Objective: To determine whether far-field-removed electrograms allow for higher cycle length estimation performance, and reliable real-time diagnostic assistance.
Methods: We implemented a time-frequency (wavelets) approach to separate and adaptively remove far-field, ventricle-originating components of locally recorded bipolar electrograms extracted from 120 procedures of atrial tachycardia/fibrillation ablation, keeping useful near-field signal even in superposition cases. We used simultaneous endocavitary-surface ECG recordings to segment the endocavitary coronary sinus signal into multiple time-frequency components identified as “far-field” because of their simultaneous occurrence with identifiable surface ECG-recorded events (QRS). Then, we amalgamated those components into footprints of the far-field for each lead and time-frequency level to subtract them in the likewise identified “far-field” (see Figure). Finally, we used those reconstructed signals to estimate a cycle length in a streaming real-time manner (2 seconds batch, activity detection with a wavelet domain thresholding method and an adaptive covariance Kalman Filter for cycle length estimation) on a database and extracted performance scores based on human adjudications of cycle length (annotated by seven human operators on segments averaging 10-sec epoch). We tested the hypothesis that in comparison with human Gold Standard adjudications, far-field removed electrograms would yield higher algorithmic performance levels than non-far-field removed electrograms, making it reliable for real-time diagnostic assistance in an operating room environment.

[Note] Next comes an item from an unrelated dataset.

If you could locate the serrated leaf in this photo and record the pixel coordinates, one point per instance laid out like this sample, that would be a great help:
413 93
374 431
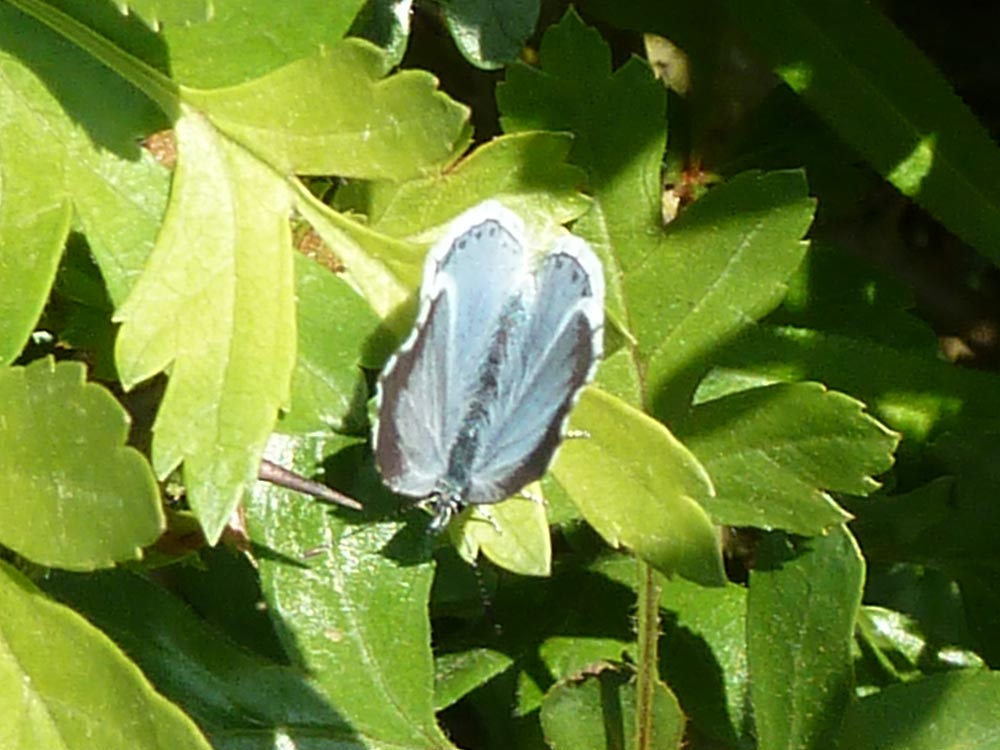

Results: The algorithm’s performance, with far-field removal, achieved a mean absolute difference (averaged by procedures to alleviate differences in annotations length) of 6.9 ms (standard deviation 11.8). By contrast, the algorithmic performances without far-field removal were markedly worst (MAD: 20.9 ms, standard deviation 73.1)
Conclusions: Removal of far-field potentials from intracardiac electrograms lead to highly reliable automatic cycle length estimation, hence usable in real-time in an operating room environment, which may not be reliable without.